Eh, I had my wordy second reply written, only to lose it with expiring session
, I have been punished now...
Rachael wrote:Romero did that, afair. He uses Mac and just ran GZDB using Parallels. But I think that was before it became UDB.
Good to know, thanks, forgot that tidbit.
Rachael wrote:Much as I am really not too fond of 3t0's condescending references to intellect,...
Please excuse me Rachael, nova++ and other readers, for my probably rude reply!
It was not my intention to offend you in any way, it was just reflexive reaction. I don't have very good soft skills, and given the direction world is taking these days (up to 11 in tragicomically ridiculous, so please buckle up), I am getting a bit tired of it. Not to give up, god forbid, it's just that condescending sarcasm is my normal reaction to anything these days. So sorry if I hurt you in some way, it was really not intended.
You are of course right Rachael, I don't know you guys, I have no clue about your skillset, so please don't let it bother you.
It's just that I am working for smallish cloud operator, i.e. we run containers for clients (the other side), and also lead few admins of my own, and human resource material is getting more and more lacking each year. Ridiculously lacking, I would add. Then I am called-in to analyze client's container problems, and seeing the image, investigating the issue, I ponder if billions years of universal evolution were really intended to produce entropy soup I am watching with my very eyes.
So not really an apology, but please take it as an explanation, at least.
Rachael wrote:...he does have a good point about chroots: You can build any debian-based chroot very easily on pretty much any distro using the "debootstrap" utility (you'll have to download and/or build that on your own if you're currently using a non-Debian based distro)...
That. If you combine it with zfs, or btrfs (not really a fan, but it should be more or less equivalent), you get the data isolated at filesystem level too (without need to spelunk with loop devices and whatnot) and you get filesystem snapshots for free, so you can always return to @this-udb-verison-wroks-best-for-me snapshot.

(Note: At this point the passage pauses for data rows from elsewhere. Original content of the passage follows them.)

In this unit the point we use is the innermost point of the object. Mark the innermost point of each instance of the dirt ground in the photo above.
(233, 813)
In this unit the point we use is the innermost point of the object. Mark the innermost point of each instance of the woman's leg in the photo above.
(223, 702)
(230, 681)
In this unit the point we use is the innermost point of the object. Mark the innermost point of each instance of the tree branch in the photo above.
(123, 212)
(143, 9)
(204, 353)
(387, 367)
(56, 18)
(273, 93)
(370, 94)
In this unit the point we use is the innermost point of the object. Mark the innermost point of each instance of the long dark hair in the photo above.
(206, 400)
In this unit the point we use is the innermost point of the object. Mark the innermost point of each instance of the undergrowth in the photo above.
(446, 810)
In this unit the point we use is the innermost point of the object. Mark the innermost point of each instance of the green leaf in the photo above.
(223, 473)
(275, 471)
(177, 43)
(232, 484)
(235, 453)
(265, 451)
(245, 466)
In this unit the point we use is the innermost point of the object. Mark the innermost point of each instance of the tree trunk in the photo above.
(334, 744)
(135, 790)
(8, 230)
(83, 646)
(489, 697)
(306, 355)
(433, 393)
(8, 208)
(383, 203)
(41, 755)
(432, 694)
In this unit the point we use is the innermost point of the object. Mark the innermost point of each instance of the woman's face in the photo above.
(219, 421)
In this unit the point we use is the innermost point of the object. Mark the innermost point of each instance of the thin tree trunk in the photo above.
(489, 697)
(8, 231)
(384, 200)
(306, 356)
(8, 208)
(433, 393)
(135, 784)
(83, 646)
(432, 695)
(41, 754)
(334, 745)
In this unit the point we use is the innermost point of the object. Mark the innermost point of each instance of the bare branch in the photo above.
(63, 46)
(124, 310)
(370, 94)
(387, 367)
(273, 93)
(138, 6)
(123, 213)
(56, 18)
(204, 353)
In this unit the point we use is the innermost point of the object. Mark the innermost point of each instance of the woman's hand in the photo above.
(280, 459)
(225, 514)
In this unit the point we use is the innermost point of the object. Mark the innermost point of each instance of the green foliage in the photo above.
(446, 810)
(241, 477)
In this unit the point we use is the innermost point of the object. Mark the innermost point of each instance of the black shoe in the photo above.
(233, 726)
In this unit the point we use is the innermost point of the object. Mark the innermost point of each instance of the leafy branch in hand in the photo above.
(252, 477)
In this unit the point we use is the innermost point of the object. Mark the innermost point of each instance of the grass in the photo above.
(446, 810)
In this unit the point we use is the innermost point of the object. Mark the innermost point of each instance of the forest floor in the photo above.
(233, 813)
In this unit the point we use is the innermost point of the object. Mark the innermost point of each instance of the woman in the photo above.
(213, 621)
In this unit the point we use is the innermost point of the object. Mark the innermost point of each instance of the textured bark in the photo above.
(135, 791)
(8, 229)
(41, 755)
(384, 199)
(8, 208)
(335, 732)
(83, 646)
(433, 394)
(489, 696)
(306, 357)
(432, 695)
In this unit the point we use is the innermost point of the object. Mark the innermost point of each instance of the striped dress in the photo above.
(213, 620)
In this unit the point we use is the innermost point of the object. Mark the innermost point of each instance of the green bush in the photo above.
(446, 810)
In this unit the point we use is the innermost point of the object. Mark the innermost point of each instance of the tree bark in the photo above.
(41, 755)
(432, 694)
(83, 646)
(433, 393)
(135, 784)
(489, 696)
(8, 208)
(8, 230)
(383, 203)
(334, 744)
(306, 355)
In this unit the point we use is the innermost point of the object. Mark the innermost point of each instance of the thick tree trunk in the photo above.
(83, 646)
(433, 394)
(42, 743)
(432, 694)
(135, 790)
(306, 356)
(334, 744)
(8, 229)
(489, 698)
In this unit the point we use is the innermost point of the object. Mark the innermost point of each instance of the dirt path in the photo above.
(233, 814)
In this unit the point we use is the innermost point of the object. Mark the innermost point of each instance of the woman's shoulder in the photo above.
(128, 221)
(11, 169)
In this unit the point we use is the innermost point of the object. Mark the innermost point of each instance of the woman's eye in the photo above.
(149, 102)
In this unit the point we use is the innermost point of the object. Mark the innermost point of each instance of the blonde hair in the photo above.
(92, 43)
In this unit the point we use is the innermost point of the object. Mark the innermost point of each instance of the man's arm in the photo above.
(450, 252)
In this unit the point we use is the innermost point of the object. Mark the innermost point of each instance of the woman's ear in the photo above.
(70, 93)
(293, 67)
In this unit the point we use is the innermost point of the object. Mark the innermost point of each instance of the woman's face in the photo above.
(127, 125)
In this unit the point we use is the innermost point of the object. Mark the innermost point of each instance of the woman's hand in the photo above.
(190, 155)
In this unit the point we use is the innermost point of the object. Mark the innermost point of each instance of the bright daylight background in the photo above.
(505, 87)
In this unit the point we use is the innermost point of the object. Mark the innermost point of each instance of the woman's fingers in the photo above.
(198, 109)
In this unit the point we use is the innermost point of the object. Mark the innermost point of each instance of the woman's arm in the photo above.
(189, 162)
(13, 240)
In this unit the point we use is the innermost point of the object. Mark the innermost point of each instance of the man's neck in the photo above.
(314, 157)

On btrfs, I strongly suggest you to investigate
snapper, as it can meta-annotate otherwise prety barebones btrfs snapshots, and it can also restore them into target location (btrfs doesn't know to do rollbacks natively).
debootstrap is a way, if you can stomach last centry theories of package management (not really a fan), as apparently UDB was ported on debian-like os, but as Void guy, I think you are more interested in rolling (more future proof).
Although all major (but stale) package management tools: apt, yum/dnf - can manage chroots, its quite a far cry when compared to something with more modern design like pacman, xbps or pkg.
Given Void is by default built in containers itself, they have some pretty good tools for thin mutable containers, and
xbps is also very container friendly:
Code: Select all
: cat /jails/udbjail/xbps-install
#!/usr/bin/execlineb -s0
env XBPS_ARCH=x86_64
xbps-install
-R https://alpha.de.repo.voidlinux.org/current
-r /jails/udbjail/chroot
${@}
I have similar wrappers for other major
xbps tools, I bet you get the gist. For chroot + unsharing from main host namespaces, check out
xbps-uchroot(1) or
xbps-uunshare(1) which is very very minimal (compared to docker). If you don't mind namespace isolation
chroot(1) will be sufficient.
Keep in mind in such setup
xbps does not even reside within chroot(! - it's your "host's" xbps doing all the work). Whether to isolate other namespaces is your call, security wise.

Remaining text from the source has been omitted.